Denial of service (DOS) and distributed denial of service (DDOS) attacks are tools used by hackers to distort online services. The consequences of these attacks can be wild and sometimes costing bigger companies millions of dollars. Denial of Service (DoS) attack is different from a DDoS attack.
DoS = Denial Of Service
DDoS = Distributed Denial Of Service
This means that one computer and one internet connection is used to flood a server with packets (TCP / UDP). The point of such a denial of service attack is to overload the targeted server’s bandwidth and other resources. This will make the server inaccessible to others, thereby blocking the website or whatever else is hosted there. Such attack tries to bring the network to its knees by flooding it with useless traffic.
Many DoS attacks, such as the “Ping of Death” and “Teardrop attacks”, take advantages of limitations in the TCP/IP protocols. For all known DoS attacks, there are software fixes that system administrators can install to limit the damage caused by the attacks. But, like viruses, hackers are inventing new DoS attacks.
In most respects it is similar to a DoS attack but the results are much, much different. Instead of one computer and one internet connection the DDoS attack uses many computers and many connections. The computers behind such an attack are often distributed around the whole world and will be part of what is known as a botnet.

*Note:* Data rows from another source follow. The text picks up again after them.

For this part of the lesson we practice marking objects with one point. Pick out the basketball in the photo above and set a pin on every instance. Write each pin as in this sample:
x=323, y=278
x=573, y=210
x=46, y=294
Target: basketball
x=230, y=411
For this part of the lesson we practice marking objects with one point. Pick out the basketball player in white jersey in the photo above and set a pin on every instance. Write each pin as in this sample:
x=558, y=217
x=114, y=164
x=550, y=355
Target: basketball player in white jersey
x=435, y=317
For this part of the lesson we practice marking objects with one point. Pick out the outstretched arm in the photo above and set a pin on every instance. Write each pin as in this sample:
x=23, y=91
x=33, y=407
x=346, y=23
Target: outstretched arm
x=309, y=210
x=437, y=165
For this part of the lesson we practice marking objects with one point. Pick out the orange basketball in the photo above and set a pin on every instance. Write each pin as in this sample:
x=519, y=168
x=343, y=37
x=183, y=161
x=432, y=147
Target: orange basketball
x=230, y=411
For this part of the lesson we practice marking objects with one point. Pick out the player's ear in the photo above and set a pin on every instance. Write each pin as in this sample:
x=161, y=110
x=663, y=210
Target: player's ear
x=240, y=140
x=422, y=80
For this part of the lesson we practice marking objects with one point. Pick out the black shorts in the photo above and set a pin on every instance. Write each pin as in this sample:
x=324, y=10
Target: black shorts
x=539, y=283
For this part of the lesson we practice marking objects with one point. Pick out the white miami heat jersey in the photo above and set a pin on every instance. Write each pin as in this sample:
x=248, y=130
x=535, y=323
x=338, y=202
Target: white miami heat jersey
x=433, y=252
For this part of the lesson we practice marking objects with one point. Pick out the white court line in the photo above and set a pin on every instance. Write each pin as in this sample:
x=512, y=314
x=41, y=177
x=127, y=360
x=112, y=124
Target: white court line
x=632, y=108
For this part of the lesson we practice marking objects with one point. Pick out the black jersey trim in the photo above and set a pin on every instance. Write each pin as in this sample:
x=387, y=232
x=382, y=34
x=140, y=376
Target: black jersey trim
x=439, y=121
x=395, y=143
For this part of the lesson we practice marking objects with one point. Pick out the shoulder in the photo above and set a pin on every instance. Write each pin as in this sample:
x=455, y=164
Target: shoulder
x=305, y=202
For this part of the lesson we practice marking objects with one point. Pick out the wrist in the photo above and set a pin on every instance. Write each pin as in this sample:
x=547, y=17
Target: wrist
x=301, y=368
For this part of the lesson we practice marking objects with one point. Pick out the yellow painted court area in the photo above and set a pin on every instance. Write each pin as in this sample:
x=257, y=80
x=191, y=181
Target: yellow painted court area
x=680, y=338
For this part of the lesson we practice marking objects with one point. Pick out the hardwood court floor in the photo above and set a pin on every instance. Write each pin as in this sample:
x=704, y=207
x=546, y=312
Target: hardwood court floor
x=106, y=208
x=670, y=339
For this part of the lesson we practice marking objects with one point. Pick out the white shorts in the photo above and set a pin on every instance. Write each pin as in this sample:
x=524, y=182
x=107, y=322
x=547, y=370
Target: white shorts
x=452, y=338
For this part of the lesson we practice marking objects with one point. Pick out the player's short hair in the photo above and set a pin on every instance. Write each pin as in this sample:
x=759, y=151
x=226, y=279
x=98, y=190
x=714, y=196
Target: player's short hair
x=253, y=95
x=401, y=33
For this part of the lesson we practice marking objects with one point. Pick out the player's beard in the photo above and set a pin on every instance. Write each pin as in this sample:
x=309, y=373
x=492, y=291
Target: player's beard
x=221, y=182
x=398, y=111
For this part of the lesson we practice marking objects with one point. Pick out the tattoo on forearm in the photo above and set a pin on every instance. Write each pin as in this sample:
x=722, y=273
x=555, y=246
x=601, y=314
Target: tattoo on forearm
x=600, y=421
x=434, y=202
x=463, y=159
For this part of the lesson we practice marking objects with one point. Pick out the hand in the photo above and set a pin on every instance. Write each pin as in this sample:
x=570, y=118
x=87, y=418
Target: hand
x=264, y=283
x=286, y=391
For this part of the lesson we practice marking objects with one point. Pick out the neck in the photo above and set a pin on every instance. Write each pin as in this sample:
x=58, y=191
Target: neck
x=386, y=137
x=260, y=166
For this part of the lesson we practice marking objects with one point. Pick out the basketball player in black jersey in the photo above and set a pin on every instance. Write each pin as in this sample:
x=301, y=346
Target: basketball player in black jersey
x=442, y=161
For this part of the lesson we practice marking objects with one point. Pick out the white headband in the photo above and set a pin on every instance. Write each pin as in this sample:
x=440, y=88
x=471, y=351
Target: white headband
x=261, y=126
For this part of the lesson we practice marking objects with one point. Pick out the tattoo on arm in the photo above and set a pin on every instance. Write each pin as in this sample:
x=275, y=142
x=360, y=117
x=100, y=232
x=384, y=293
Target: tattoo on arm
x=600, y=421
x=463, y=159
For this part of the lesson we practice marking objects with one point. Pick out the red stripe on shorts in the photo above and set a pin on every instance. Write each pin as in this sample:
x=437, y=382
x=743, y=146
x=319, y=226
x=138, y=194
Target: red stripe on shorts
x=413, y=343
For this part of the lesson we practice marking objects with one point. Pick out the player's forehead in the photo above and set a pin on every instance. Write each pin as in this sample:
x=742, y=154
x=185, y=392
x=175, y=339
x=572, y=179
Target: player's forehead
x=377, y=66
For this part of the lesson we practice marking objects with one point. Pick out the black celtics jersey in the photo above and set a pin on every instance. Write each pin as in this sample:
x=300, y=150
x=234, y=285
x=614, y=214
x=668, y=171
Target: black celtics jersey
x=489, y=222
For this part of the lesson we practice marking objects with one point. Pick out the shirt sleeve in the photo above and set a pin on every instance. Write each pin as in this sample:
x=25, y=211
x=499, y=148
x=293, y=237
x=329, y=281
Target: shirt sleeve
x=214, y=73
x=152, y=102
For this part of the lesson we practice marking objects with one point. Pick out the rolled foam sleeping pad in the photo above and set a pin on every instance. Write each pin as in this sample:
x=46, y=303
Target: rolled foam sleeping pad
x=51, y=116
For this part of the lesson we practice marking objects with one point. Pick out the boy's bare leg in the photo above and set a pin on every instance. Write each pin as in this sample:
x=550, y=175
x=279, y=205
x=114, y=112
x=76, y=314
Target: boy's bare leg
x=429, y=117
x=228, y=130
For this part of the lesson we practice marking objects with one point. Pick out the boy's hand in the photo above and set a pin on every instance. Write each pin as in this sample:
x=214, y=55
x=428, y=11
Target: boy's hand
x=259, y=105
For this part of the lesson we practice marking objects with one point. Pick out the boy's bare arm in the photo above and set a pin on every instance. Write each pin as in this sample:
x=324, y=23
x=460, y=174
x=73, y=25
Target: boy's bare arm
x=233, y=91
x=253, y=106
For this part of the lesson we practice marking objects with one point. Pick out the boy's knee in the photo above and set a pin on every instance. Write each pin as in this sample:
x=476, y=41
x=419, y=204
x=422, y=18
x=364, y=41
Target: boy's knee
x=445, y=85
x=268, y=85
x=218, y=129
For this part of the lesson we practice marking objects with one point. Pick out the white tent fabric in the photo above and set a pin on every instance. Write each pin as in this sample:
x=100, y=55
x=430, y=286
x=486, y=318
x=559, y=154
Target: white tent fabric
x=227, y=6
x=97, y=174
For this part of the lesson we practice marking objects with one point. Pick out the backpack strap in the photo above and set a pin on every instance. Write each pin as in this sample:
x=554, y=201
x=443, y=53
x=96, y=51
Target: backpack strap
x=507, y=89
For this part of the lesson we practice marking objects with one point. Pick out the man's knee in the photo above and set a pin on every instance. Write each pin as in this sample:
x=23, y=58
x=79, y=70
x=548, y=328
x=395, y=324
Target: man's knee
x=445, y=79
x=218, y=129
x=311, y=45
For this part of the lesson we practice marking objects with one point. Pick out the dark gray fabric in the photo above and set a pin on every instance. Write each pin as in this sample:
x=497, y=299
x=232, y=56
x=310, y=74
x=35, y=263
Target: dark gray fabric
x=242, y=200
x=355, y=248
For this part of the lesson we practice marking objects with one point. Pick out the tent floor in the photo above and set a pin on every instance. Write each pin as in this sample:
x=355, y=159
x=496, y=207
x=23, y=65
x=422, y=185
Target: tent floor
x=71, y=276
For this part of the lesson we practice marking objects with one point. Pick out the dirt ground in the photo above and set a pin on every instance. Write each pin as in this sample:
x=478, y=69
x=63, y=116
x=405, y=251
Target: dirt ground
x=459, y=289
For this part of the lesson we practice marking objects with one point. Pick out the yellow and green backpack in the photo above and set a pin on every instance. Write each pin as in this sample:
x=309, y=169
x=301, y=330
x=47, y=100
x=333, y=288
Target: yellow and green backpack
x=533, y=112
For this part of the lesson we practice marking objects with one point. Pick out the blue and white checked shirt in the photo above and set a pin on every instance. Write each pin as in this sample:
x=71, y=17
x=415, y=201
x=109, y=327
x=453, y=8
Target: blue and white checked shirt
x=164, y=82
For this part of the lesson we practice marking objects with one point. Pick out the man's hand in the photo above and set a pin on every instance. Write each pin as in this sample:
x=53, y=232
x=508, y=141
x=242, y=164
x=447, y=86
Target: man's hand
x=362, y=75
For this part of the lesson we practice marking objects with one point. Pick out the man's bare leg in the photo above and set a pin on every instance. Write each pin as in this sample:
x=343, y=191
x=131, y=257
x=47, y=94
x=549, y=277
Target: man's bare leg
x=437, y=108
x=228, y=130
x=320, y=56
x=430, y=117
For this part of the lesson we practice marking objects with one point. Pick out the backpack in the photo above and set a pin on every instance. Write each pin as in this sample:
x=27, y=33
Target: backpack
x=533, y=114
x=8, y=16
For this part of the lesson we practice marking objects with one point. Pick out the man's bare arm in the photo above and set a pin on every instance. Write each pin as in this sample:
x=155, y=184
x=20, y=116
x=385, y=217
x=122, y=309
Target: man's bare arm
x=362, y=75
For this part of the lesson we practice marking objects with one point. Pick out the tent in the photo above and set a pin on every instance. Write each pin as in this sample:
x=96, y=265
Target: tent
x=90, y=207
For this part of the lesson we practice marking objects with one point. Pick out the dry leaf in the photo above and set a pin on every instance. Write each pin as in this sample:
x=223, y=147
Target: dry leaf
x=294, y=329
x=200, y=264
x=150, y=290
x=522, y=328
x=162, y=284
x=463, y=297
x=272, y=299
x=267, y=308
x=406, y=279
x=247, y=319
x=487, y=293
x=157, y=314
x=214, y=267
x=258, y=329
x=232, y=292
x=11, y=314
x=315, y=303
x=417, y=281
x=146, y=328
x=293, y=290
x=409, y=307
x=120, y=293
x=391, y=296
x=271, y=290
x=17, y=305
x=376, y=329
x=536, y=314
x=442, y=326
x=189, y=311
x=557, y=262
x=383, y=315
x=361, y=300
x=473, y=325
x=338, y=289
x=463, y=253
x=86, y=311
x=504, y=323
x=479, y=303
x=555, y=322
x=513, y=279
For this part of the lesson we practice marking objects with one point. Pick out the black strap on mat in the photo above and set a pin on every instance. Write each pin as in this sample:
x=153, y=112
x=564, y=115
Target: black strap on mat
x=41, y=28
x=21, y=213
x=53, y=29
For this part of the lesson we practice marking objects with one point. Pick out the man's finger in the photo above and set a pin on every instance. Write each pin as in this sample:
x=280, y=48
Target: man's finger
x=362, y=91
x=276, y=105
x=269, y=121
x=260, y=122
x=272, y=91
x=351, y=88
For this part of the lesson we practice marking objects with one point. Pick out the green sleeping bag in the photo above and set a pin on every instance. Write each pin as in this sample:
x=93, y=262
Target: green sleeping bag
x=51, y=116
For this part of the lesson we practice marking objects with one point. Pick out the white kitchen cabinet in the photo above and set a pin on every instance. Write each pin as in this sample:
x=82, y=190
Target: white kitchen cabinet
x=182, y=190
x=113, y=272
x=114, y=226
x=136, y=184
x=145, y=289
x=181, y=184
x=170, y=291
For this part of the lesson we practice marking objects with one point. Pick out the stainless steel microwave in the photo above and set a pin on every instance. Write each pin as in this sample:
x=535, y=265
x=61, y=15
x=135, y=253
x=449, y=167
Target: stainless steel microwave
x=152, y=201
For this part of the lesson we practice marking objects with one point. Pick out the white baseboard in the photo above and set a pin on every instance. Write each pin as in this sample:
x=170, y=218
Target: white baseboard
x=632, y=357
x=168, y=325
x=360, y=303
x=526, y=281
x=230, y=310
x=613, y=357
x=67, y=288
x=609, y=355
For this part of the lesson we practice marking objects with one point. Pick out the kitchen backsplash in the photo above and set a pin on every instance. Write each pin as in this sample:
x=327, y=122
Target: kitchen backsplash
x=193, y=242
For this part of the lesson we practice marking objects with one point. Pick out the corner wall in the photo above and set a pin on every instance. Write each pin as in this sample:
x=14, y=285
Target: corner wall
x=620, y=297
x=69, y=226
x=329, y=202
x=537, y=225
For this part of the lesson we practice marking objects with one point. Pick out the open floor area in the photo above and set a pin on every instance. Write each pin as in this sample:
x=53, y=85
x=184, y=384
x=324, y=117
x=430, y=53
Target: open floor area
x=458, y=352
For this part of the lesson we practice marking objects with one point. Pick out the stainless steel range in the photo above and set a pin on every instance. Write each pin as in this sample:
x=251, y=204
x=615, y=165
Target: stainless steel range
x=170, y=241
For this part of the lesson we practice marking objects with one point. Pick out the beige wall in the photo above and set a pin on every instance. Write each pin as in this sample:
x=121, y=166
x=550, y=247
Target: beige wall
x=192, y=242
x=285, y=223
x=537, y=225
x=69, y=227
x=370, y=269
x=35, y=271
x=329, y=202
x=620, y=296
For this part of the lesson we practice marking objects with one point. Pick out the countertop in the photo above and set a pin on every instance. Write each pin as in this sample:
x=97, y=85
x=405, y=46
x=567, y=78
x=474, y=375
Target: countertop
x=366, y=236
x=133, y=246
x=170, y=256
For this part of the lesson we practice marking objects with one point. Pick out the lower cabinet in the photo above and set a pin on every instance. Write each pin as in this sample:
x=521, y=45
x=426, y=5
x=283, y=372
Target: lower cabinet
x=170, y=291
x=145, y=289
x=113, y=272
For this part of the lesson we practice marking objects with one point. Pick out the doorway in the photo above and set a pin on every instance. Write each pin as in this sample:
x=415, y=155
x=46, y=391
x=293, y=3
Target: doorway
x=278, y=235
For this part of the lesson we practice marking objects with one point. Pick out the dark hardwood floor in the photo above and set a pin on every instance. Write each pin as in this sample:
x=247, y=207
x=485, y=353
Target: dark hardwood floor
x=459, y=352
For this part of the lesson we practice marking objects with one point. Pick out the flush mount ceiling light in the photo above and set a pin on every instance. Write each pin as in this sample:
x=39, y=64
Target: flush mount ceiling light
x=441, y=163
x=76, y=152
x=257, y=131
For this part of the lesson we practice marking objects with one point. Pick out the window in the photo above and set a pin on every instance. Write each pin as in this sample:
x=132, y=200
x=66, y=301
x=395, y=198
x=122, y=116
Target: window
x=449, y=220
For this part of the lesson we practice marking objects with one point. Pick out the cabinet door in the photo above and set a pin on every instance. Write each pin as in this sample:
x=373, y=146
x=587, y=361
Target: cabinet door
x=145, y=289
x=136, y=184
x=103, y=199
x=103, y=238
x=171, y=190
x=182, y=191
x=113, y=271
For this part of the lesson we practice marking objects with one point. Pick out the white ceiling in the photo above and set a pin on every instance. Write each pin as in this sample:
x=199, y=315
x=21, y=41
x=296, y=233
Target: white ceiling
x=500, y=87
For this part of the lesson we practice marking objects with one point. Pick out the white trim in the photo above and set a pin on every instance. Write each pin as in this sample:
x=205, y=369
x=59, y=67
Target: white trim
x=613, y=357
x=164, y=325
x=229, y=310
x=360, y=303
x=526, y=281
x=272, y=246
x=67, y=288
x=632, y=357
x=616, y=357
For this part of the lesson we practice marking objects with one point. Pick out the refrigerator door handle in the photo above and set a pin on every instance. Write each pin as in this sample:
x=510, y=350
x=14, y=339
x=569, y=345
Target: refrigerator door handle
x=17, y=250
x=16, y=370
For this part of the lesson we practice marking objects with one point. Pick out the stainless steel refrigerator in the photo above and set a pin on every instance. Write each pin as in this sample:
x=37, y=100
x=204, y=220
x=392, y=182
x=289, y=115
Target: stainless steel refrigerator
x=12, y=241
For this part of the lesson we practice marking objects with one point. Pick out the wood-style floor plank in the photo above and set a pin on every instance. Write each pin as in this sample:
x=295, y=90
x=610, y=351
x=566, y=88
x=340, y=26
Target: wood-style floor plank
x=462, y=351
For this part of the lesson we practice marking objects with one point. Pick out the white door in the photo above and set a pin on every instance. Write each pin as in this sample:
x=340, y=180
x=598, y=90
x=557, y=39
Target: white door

Such attacks are launched from multiple computers. The machines involved could number hundreds of thousands or more. But, these machines aren’t all owned by the attacker, naturally. They are usually added to the hacker’s network by means of malware. This group of machines is also known as a botnet.
A DDOS attack is particularly frustrating to defend against, because it’s very difficult to distinguish legitimate traffic from attacker traffic. There are many different DDOS attacks, such as HTTP or SYN flooding. HTTP flooding is merely the practice of sending thousands upon thousands of requests to the server in an attempt to overwhelm it. The SYN flood fills the TCP network with unacknowledged packets of data. This can have dire consequences and can even impact users unrelated to the intended victim.
DoS and DDoS: What is the difference between the two?
While DoS and DDoS sound remarkably similar there are in fact differences between the two. We are trying to cover the differences between DoS and DDoS. Let’s see what are the differences:
- The main difference between a DoS and DDoS attack is that the target server will be overload by hundreds or even thousands of requests in the case of the former as opposed to just one attacker in the case of the latter. The DOS attack is usually launched from a single machine, as opposed to a DDOS attack which is launched from multiple machines.
- DDOS attacks are normally worse than DOS attacks. They are launched from multiple computers. The machines involved could number hundreds of thousands or more. Therefore it is much, much harder for a server to withstand a DDoS attack as opposed to the simpler DoS attack.
- DoS and DDoS attacks are conducted differently. DDoS attacks are executed through the use of botnets or networks of devices under the control of an attacker. In contrast, DoS attacks are generally launched through the use of a script or a DoS tool like Low Orbit Ion Cannon(LOIC).
- The other key difference is the volume of attack leveraged. DDoS attacks allow the attacker to send much more volumes of traffic to the victim’s network than DoS attacks’ volume of traffic.
- DOS attack can do temporary or permanent damage to a website. It can also slows down network performance. In contrast, the damage from a DDoS attack is much stronger.
Not all distributed attacks involve botnets; some attack tools leverage volunteers who work together by sharing their available computer resources to take part in a common goal. The hacker group “Anonymous” has used DoS and DDoS toolsfor this very purpose.